Greek bond yields hit six-month low as reforms open door to aid
Greek government borrowing costs fell to a six-month low on Monday after Athens agreed a series of reforms that should pave the way for an agreement on bailout loans and debt relief talks this week.
Ten-year bond yields fell 26 basis points to 7.37 percent , levels not seen since late November.
The cost of insuring Athens' debt against default, as measured by five-year credit default swaps, also fell to a six-month low, while the country's stocks outperformed all other euro zone markets to rise 1 percent.
Lawmakers in Athens approved a series of measures including tax increases and a contingency mechanism of spending cuts, a package it hopes will help unlock the funds it needs to pay upcoming loans and increasing state arrears.

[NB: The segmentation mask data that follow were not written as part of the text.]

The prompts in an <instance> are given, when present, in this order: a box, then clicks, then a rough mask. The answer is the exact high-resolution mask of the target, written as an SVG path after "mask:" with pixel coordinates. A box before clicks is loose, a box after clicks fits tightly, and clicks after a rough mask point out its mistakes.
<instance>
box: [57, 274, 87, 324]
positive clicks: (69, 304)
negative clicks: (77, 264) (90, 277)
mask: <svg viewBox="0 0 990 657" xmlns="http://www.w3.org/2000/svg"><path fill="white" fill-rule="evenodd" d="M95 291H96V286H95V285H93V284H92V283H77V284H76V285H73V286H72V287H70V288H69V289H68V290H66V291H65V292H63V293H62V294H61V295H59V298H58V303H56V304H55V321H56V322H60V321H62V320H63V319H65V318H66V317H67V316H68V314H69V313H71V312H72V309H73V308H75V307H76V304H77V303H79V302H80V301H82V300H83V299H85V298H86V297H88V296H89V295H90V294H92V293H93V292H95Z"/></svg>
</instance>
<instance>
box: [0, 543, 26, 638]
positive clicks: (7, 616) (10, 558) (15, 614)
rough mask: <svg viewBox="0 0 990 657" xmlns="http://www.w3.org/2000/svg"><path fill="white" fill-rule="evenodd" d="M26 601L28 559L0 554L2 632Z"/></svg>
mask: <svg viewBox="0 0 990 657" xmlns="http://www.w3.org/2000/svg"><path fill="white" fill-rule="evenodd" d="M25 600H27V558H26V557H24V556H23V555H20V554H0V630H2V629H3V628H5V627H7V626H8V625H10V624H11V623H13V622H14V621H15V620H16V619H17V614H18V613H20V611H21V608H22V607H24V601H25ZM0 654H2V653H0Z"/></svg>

Hundreds of demonstrators rallied outside parliament to protest against the reforms.
Euro zone finance ministers meet on Tuesday to sign off bailout loans for Athens and are likely to forge a tentative and highly conditional plan to help the country to reprofile its debt burden to make it more sustainable.
Commerzbank strategists said a thumbs up from the Eurogroup may also see the European Central Bank (ECB) restore a waiver for Greek government bonds that could deliver cheaper funding to its troubled banks, and even make Athens' bonds eligible for quantitative easing.
"It seems to all be falling into place for Greece," Commerzbank strategist Rainer Guntermann said.
All other euro zone yields tracked oil prices lower on Monday with strategists pointing to a lack of upcoming bond supply and weaker equity markets which should keep downward pressure on yields.
Bond yields tend to trade broadly in line with crude prices, which shed over 1 percent, as cheaper oil dims the outlook for inflation.
Strategists also pointed to the light calendar of issuance this week as another supportive factor for bonds with only Germany set to sell 1 billion euros of 30-year bonds and demand propped up by 3.5 billion euros of coupon payments from France.
"The lack of supply…should be supportive for bonds," Mizuho strategist Peter Chatwell said.
A weak opening for euro zone equities, weighed down by losses in commodity stocks and the slump in shares of German drugsmaker Bayer after it made an offer for Monsanto, was also seen increasing demand for safer fixed income assets.
Euro zone business growth, meanwhile, unexpectedly slowed to a 16-month low in May, a survey published on Monday showed, keeping the onus on the ECB's ultra-easy monetary policy.
Benchmark German 10-year yields fell 3 bps to 0.14 percent, clawing back some ground after their biggest weekly rise in a month on growing talk of another hike in U.S. interest rates.